Debt Snowball explained
When you start any big project, like paying off your loans, it's easy to become overwhelmed and frustrated. Where do you start? How do you know if you're making any progress?
That's where the Debt Snowball kicks in. With this method of loan repayment, you focus on paying your smallest loans first. Of course, you make the minimum payments on all of your loans - but anything extra goes toward paying off the smallest one.
Once your smallest loan is paid off, throw yourself a little celebration! Go out to dinner, or watch a movie you've always wanted to see. You've accomplished something terrific!
Then, take the amount that you were paying toward your smallest loan, and add that to the minimum amount you're paying on your next smallest loan. Once that next loan is paid off, take the amount you were paying toward it, and add it to your minimum payment on your next smallest loan.
Do you see how, with each loan you pay off, the amount you pay toward the next loan increases? That's why it's called the Snowball method. It's like rolling a snowball downhill - the snowball keeps getting bigger and bigger, just like the amount you're paying on your next smallest loan.

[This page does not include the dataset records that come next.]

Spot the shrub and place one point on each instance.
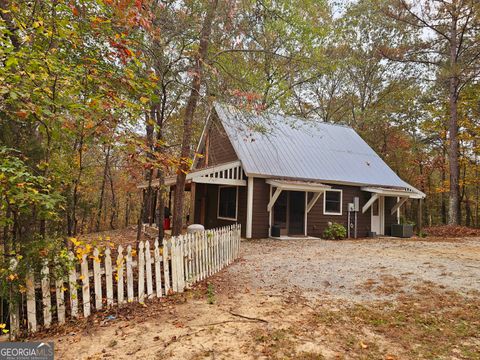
(335, 231)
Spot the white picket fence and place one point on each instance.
(134, 276)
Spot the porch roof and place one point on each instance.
(406, 193)
(297, 185)
(225, 174)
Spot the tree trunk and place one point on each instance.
(454, 203)
(113, 216)
(127, 209)
(102, 189)
(188, 118)
(443, 200)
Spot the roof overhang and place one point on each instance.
(230, 173)
(294, 185)
(406, 193)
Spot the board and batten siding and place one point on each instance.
(261, 197)
(318, 222)
(390, 218)
(217, 149)
(209, 193)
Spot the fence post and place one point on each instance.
(148, 269)
(60, 297)
(31, 304)
(85, 286)
(129, 274)
(108, 276)
(46, 298)
(180, 263)
(158, 274)
(97, 279)
(166, 270)
(72, 284)
(141, 272)
(120, 265)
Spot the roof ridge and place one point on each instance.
(269, 112)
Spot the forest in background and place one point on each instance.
(98, 96)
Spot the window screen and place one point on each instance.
(227, 202)
(333, 202)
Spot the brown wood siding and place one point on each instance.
(217, 149)
(390, 218)
(317, 222)
(210, 194)
(261, 197)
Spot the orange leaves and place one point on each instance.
(21, 114)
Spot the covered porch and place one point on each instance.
(289, 205)
(380, 213)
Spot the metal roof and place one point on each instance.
(276, 146)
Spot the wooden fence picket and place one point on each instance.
(31, 304)
(108, 276)
(180, 262)
(120, 266)
(148, 269)
(173, 257)
(46, 297)
(60, 298)
(197, 256)
(97, 279)
(158, 273)
(72, 284)
(141, 272)
(85, 286)
(166, 264)
(129, 274)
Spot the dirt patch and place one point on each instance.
(377, 299)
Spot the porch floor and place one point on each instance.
(286, 237)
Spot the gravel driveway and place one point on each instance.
(342, 269)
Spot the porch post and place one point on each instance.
(192, 202)
(248, 230)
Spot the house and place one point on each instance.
(285, 176)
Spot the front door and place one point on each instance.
(296, 213)
(377, 217)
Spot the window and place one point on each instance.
(227, 202)
(375, 208)
(332, 202)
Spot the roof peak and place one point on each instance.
(270, 114)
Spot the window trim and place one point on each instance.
(325, 202)
(236, 203)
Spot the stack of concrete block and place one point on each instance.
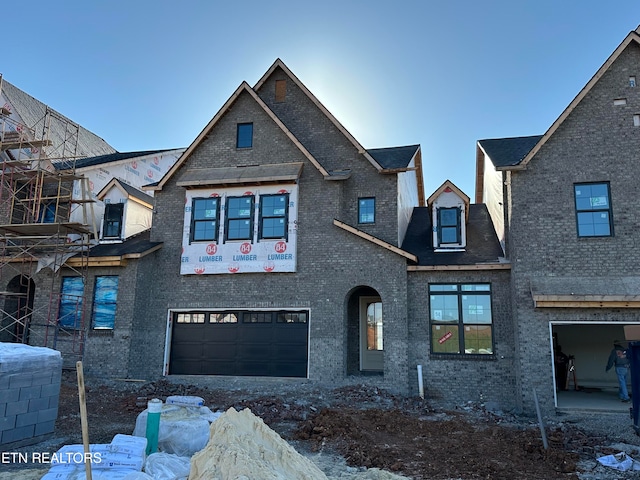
(29, 393)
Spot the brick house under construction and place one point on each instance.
(281, 247)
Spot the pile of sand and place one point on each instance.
(241, 446)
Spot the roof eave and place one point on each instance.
(633, 36)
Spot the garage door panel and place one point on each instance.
(221, 367)
(220, 351)
(245, 349)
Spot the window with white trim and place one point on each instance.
(274, 218)
(449, 226)
(593, 209)
(205, 213)
(105, 298)
(239, 218)
(460, 318)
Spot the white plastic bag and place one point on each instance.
(183, 430)
(620, 461)
(166, 466)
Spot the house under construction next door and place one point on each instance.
(37, 235)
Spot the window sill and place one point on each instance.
(463, 356)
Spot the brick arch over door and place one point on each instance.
(17, 308)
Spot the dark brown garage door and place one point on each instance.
(236, 343)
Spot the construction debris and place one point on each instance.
(241, 445)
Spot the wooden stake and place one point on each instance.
(83, 420)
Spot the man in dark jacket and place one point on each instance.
(618, 359)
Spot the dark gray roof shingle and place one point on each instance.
(134, 192)
(394, 157)
(483, 245)
(108, 158)
(508, 152)
(137, 244)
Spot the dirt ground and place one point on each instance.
(364, 426)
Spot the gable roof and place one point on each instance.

The Snowball Method is a great idea. The victories that you get from paying off each loan help keep you motivated toward paying off the next one. It's fun to see your loans get eliminated, one by one.
Here's an example
Let's say you have 3 credit cards - one with a $200 balance, one with a $700 balance, and one with a $1,200 balance. With the Debt Snowball, you would make minimum payments on the $700 and $1,200 credit cards, and put any extra money you have toward paying off the card with a $200 balance.
Once that first card is paid off, you then take the amount you were paying on it, and add it to the minimum payment for the $700 card. And once that card's paid off, you take the amount you were paying and add it to the payment on the $1,200 card.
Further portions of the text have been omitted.